Disclosure tracking can create a disincentive. HIPAA’s biggest impact on MDH’s public health practice, in my opinion, is due to the HIPAA requirements to track disclosures. The extra work and resources needed to track disclosures create a disincentive for providers and plans to voluntarily report public health data to MDH.
Educational materials for providers and plans. MDH has developed a number of brochures and memos to help providers and plans understand that they can continue to provide public health data to MDH, as they have done before HIPAA. Two samples of these are included with my written testimony. Both discuss the fact that HIPAA allows reporting of PHI to public health. Both also give our interpretation that HIPAA allows for a simplified means to track multiple disclosures for the same purpose.
Minnesota’s Notice of Patient Rights. MDH is required by Minnesota Statutes to prepare a notice of patient rights that tells patients of the disclosures that can be made without written consent and the rights of patients to access and obtain copies of their own health records. The one-page, Cliff’s Notes version (which is posted at providers’ offices) and the nine-page, complete version (which is posted on our web site) are included with my testimony. The second document will give the subcommittee some idea of the long list of possible disclosures that providers and plans may have to track. Patients might very well be as well informed of the non-authorized disclosures of their PHI by a listing of the statutes that mandate or permit the disclosures as they would be by an annotation of their records for each disclosure. Such an approach would significantly reduce the burden and, therefore, the disincentive for providers to disclose public health data to public health agencies.
Mandating public health data reporting. MDH has issued commissioner’s orders and adopted rules in order to make certain public health data submissions mandatory instead of discretionary.

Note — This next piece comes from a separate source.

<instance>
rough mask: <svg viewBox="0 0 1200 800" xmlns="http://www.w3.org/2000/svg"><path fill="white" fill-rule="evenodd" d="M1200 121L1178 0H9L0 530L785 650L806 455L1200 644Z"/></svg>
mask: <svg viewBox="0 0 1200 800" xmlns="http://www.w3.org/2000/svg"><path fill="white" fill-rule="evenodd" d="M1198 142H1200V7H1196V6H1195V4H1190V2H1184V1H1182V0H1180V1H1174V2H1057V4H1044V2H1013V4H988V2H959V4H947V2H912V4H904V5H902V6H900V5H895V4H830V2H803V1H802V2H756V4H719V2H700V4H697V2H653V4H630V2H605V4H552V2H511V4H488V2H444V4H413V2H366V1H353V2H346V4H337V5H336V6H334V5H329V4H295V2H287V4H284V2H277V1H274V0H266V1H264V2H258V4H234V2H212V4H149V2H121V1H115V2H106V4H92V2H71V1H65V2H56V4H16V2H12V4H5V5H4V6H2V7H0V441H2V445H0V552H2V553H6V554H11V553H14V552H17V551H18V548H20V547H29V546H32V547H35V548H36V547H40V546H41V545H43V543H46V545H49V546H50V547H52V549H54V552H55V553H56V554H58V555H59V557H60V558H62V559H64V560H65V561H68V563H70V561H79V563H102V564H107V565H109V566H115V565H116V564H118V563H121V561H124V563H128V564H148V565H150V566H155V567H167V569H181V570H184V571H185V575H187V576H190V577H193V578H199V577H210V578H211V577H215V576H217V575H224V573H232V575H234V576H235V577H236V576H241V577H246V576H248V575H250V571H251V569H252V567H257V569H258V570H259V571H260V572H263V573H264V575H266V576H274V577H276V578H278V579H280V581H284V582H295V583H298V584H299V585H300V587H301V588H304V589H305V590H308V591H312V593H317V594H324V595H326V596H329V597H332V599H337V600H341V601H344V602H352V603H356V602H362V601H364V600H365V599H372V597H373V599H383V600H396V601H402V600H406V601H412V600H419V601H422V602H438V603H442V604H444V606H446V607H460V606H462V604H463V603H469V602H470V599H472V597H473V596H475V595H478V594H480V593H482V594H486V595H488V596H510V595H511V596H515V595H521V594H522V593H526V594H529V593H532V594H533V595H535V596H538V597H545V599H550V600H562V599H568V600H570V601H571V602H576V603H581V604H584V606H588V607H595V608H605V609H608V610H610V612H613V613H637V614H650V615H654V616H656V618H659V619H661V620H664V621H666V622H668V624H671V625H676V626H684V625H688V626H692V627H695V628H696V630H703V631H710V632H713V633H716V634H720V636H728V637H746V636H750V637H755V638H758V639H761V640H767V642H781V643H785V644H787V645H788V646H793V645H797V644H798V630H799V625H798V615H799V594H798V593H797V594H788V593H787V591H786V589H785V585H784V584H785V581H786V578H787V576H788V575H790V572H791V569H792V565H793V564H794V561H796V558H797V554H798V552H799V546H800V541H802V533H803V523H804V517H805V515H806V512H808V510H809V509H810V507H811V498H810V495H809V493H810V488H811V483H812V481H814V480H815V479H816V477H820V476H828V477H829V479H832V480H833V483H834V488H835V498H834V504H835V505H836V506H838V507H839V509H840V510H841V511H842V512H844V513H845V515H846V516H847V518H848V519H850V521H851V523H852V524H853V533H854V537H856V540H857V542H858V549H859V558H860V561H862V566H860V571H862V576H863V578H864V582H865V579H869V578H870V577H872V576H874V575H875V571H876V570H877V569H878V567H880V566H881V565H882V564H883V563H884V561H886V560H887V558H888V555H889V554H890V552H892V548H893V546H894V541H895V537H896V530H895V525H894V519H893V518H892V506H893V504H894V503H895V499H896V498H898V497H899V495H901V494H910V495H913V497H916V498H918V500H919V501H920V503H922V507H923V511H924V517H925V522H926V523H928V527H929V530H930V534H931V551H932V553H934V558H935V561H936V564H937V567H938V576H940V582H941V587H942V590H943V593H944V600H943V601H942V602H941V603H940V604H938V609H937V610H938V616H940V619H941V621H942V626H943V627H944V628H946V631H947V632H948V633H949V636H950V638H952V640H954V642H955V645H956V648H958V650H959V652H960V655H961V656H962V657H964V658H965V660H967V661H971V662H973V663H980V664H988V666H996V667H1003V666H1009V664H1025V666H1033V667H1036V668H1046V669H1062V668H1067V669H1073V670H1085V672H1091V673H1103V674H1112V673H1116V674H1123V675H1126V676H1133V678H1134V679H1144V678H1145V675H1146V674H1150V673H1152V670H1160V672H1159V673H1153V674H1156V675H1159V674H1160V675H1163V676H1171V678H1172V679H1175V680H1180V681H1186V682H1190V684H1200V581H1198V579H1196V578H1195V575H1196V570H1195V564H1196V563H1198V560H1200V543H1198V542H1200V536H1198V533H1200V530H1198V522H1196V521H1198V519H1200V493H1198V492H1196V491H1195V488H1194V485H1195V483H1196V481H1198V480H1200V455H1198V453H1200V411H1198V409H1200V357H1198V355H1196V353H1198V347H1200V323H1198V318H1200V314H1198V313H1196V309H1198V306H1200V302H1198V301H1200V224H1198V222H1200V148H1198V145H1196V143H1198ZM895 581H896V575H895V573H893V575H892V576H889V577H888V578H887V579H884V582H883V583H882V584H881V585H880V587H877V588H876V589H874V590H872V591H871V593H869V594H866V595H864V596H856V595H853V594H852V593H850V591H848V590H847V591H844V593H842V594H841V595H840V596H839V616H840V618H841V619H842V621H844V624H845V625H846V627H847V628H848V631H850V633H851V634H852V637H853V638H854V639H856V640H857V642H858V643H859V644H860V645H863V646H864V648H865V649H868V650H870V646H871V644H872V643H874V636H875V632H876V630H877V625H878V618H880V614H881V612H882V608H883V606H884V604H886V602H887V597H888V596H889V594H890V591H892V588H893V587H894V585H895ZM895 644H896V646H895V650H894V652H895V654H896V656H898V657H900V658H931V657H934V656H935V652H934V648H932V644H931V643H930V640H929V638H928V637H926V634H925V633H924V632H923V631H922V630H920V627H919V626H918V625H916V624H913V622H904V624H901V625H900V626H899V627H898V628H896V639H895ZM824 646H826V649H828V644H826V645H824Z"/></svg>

FERPA. MDH staff working with the sharing of immunization data have asked me to raise this issue with the Subcommittee. The attention to HIPAA has also shined a spotlight on the federal Family Educational Rights and Privacy Act (FERPA). I know that FERPA is not today’s topic, but perhaps you could note this problem related to public health practice and FERPA. Most states have mandatory student immunization laws, along with requirements for schools to monitor student compliance with these laws. An efficient way to monitor student compliance with these laws is the use of immunization registries. Immunization data flows mostly into the schools. FERPA does not restrict this. However, the schools have a significant amount of data that could go back to the registries (from shots given at school clinics or from student compliance documentation sent to the schools). FERPA requires written parental consent for this. Perhaps FERPA could contain provisions similar to HIPAA that allow disclosure to public health where it is mandated or permitted by law.
Bumps in the road. Some of the bumps in the road that MDH has encountered and that I expect will diminish and disappear over time include:
NAHDO. We endorse the comments today of the National Association of Health Data Organizations (NAHDO).
Recommendation. We encourage the subcommittee to endorse the use of an interpretation of HIPAA that allows for the simplified means to track multiple disclosures.
Bottom line. For years, public health has had access to sensitive health data for the purpose of protecting public health. For years, public health has done an excellent job of protecting privacy. This is very likely the reason Congress has mandated that nothing in the Act should be construed to limit public health.
Thank you. Thank you very much for the opportunity to discuss this with you.